Dyskryminacja to nierówne, niesprawiedliwe traktowanie osoby lub grupy ze względu na posiadaną cechę. Taką cechą może być m.in. kolor skóry, wiek, wyznawana religia lub bezwyznaniowość, orientacja seksualna czy status ekonomiczny. W szkołach dyskryminacja na tle wyznawanej religii lub bezwyznaniowości może mieć formę gorszego traktowania przez innych uczniów (np. przez wyśmiewanie, przezywanie, lżenie), ale także gorszego traktowania przez samą szkołę (praktyka i sposób jej funkcjonowania), co wynika z dominującej pozycji religii rzymskokatolickiej w życiu szkoły.

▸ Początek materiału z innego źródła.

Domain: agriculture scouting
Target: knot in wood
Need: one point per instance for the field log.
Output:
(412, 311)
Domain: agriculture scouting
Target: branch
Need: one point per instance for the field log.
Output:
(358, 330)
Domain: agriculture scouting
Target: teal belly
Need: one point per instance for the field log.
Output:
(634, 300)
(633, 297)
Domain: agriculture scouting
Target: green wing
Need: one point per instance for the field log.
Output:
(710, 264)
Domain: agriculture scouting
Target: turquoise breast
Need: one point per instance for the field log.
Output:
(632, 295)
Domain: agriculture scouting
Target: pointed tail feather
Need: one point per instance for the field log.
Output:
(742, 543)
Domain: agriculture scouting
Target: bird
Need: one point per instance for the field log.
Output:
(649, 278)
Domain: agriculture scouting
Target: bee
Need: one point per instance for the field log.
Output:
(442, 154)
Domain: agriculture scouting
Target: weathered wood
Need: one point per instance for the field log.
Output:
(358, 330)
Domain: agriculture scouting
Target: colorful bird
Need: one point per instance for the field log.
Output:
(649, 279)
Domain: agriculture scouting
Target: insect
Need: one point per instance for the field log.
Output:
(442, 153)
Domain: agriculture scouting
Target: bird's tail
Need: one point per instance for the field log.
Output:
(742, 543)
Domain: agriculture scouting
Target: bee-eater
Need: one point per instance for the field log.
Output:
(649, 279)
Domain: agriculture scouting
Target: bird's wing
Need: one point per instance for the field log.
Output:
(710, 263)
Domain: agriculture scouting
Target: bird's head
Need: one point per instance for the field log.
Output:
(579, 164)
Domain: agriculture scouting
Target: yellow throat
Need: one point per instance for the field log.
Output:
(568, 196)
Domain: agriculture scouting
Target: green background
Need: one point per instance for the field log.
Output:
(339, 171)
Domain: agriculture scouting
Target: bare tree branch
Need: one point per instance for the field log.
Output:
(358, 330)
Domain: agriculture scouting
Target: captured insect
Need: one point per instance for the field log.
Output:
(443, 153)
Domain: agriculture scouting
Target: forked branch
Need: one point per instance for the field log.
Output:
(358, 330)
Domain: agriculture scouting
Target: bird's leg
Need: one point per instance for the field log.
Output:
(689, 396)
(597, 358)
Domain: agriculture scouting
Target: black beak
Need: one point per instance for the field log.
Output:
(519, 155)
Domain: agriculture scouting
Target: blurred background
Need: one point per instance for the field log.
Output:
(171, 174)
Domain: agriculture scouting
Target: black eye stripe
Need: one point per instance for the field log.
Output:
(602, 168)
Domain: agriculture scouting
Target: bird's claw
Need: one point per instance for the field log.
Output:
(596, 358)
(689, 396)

Dyskryminacja na tle wyznaniowym w szkołach może mieć miejsce choćby w dostępie do nauki religii mniejszości wyznaniowych. Z badań przeprowadzonych w 2014 roku na zlecenie Rzecznika Praw Obywatelskich wynika, że tylko niecała jedna czwarta związków wyznaniowych organizujących dzieciom naukę religii robi to w ramach systemu oświaty. Oznacza to, że brak jest skutecznych działań ze strony szkół czy gmin mających na celu włączenie lekcji religii mniejszościowych do systemu oświaty. Jedna czwarta związków wyznaniowych organizujących naukę religii w ramach systemu oświaty spotkała się z nieuwzględnianiem ocen z religii na świadectwie szkolnym, a jedna trzecia z uwzględnianiem wybiórczym. Katecheci wyznań mniejszościowych często są niewynagradzani lub wynagradzani symbolicznie. Uczniowie wyznań mniejszościowych są zmuszani do nauki w klasach łączonych wiekowo (często ze znaczną rozpiętością wieku), co faktycznie uniemożliwia skuteczne realizowanie programu nauczania odrębnego dla każdego poziomu wiekowego. Osobom innego niż dominujące wyznania często okazuje się niechęć i opieszałość w załatwianiu spraw dotyczących organizacji w szkole nauki religii mniejszościowej. Często bezpodstawnie żąda się od rodziców czy uczniów pisemnych deklaracji o odmowie uczestnictwa w nauce religii rzymskokatolickiej. Jeszcze bardziej dyskryminowani są ci, którzy zamiast religii chcą się uczyć etyki — najczęściej spotykają się z bezprawną odmową.
Postulaty
Fundacja na Rzecz Różnorodności Polisfera sformułowała w związku z powyższym stanem rzeczy szereg rekomendacji.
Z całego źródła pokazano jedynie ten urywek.